Copper, with its high conductivity and corrosion resistance, is a versatile metal used in a myriad of applications. It also happens to be one of the most recyclable metals, with nearly as much copper recycled each year as is mined. Here's an exploration of the types of copper that can be recycled and what they can be transformed into.

Bare Bright Copper

Regarded as the most valuable grade of scrap copper, bare bright copper is highly sought after for recycling. It includes uncoated, unalloyed copper wire free of attachments and insulation, typically found in electrical wiring. After recycling, bare bright copper often finds its way back into the electrical industry, being made into new wires and electrical products.

#1 Copper

#1 copper, also known as heavy or red copper, is another high-value grade that is frequently recycled. It includes clean, unalloyed, uncoated copper solids, pipes, or wire. The recycling process involves melting and purifying the copper before it's reshaped. Recycled #1 copper is used in plumbing systems, electrical wires, roofing materials, and various types of equipment and machinery.

#2 Copper

#2 copper is a grade that includes unalloyed copper with various impurities or coatings, such as solder or paint. Despite the impurities, #2 copper is still valuable and commonly recycled. It's often used in the manufacturing of motors, transformers, and electromagnets, as well as some types of plumbing fittings.

Copper Alloy 

Copper alloys like bronze and brass can also be recycled. Brass, which is copper alloyed with zinc, is commonly found in hardware like keys, door handles, and light fixtures. Bronze, copper alloyed with tin, is often used in decorative items and musical instruments.

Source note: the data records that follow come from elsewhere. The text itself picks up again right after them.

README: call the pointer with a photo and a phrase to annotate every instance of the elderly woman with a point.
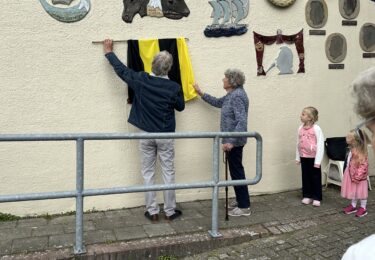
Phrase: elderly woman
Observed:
(234, 109)
(364, 93)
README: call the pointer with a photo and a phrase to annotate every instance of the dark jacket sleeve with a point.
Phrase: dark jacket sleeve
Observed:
(180, 102)
(121, 70)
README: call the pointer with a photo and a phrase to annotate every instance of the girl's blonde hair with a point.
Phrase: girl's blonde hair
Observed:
(313, 113)
(361, 140)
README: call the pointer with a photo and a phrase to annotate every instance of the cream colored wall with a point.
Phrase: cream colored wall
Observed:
(54, 80)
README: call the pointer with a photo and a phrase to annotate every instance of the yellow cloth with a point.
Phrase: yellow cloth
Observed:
(148, 48)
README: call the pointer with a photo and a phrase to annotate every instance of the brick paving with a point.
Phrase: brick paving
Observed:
(280, 227)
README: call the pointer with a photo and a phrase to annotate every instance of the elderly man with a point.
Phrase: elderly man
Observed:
(153, 110)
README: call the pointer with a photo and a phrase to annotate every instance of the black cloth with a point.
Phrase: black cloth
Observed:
(311, 179)
(237, 172)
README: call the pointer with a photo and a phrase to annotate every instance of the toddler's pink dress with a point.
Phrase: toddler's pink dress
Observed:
(354, 184)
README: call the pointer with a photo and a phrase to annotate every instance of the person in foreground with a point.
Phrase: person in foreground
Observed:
(234, 111)
(153, 110)
(363, 88)
(354, 184)
(309, 153)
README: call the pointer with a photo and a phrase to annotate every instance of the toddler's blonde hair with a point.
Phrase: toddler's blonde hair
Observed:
(313, 113)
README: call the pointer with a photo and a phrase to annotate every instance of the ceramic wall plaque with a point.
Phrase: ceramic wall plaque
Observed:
(282, 3)
(336, 47)
(349, 9)
(67, 15)
(316, 13)
(226, 18)
(367, 37)
(172, 9)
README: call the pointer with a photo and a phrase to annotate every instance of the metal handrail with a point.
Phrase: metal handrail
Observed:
(80, 192)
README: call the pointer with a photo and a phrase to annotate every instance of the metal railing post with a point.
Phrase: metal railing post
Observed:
(214, 232)
(79, 248)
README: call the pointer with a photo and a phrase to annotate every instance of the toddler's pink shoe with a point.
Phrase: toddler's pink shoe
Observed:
(350, 209)
(306, 201)
(361, 212)
(316, 203)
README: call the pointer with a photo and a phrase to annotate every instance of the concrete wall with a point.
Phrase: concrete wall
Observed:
(54, 80)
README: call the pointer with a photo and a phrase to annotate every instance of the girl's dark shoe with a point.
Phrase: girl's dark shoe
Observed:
(176, 214)
(153, 218)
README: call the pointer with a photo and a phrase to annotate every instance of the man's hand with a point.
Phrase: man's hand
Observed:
(198, 89)
(108, 46)
(227, 147)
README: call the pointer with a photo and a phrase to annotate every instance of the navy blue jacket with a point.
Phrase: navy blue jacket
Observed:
(155, 99)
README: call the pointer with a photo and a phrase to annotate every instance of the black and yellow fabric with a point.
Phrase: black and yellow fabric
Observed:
(142, 52)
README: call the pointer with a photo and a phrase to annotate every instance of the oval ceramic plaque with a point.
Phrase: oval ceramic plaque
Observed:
(316, 13)
(349, 9)
(282, 3)
(336, 47)
(367, 37)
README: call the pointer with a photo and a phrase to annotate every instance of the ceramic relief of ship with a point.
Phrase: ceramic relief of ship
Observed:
(226, 17)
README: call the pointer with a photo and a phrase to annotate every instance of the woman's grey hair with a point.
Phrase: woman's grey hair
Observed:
(235, 77)
(364, 93)
(162, 63)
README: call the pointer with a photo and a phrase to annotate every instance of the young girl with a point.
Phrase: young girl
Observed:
(310, 151)
(354, 184)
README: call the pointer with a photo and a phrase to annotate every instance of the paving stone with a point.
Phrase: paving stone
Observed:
(71, 227)
(30, 244)
(47, 230)
(61, 241)
(154, 230)
(129, 233)
(99, 236)
(12, 233)
(7, 224)
(32, 222)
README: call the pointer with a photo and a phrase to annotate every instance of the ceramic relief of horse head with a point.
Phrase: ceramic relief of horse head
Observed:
(172, 9)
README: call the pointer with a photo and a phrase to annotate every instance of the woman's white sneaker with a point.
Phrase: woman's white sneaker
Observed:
(237, 212)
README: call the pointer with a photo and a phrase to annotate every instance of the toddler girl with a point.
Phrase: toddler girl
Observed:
(354, 184)
(309, 153)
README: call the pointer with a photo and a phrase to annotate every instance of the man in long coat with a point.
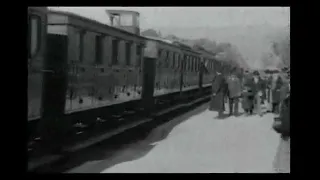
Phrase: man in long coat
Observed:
(234, 92)
(219, 90)
(258, 87)
(282, 159)
(276, 85)
(247, 95)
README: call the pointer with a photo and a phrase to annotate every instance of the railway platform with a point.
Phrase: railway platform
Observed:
(197, 142)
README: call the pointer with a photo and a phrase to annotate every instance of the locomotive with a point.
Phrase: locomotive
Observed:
(80, 69)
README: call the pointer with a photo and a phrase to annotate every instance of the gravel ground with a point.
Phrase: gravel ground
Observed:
(197, 142)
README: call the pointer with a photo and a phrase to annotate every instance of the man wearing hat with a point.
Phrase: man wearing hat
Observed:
(285, 89)
(258, 88)
(219, 91)
(234, 92)
(276, 85)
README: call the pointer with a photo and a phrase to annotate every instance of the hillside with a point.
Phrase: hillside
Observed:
(251, 41)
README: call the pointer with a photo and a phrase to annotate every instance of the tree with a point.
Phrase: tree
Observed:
(281, 48)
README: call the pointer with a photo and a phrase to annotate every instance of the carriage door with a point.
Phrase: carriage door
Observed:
(149, 69)
(55, 77)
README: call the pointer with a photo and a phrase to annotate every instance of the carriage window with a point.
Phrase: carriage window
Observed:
(81, 45)
(192, 64)
(139, 54)
(99, 47)
(128, 53)
(171, 59)
(174, 60)
(126, 20)
(166, 59)
(34, 35)
(115, 49)
(196, 64)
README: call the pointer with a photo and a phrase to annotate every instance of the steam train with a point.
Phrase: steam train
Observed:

These alloys can be recycled and remade into similar products.

Copper Turnings

Copper turnings, the small shavings produced during the machining process, can also be collected and recycled. These turnings are usually melted down and used to produce various copper products, from pipes and wiring to decorative items.

Copper Clad Steel (CCS) Wire

Another category of recyclable copper is copper clad steel (CCS) wire. Used predominantly in telecommunications, CCS wire is made by coating a steel core with a layer of copper. While it does not carry the same value as bare bright or #1 copper due to the mixed nature of the metal, it is still valuable and is recycled into similar telecommunications components, reinforcing the circular economy.

Recycling of CCS wire involves separating the copper from the steel. The copper can then be melted and purified for reuse, while the steel can be recycled in a similar fashion and used in various industries such as construction or automotive.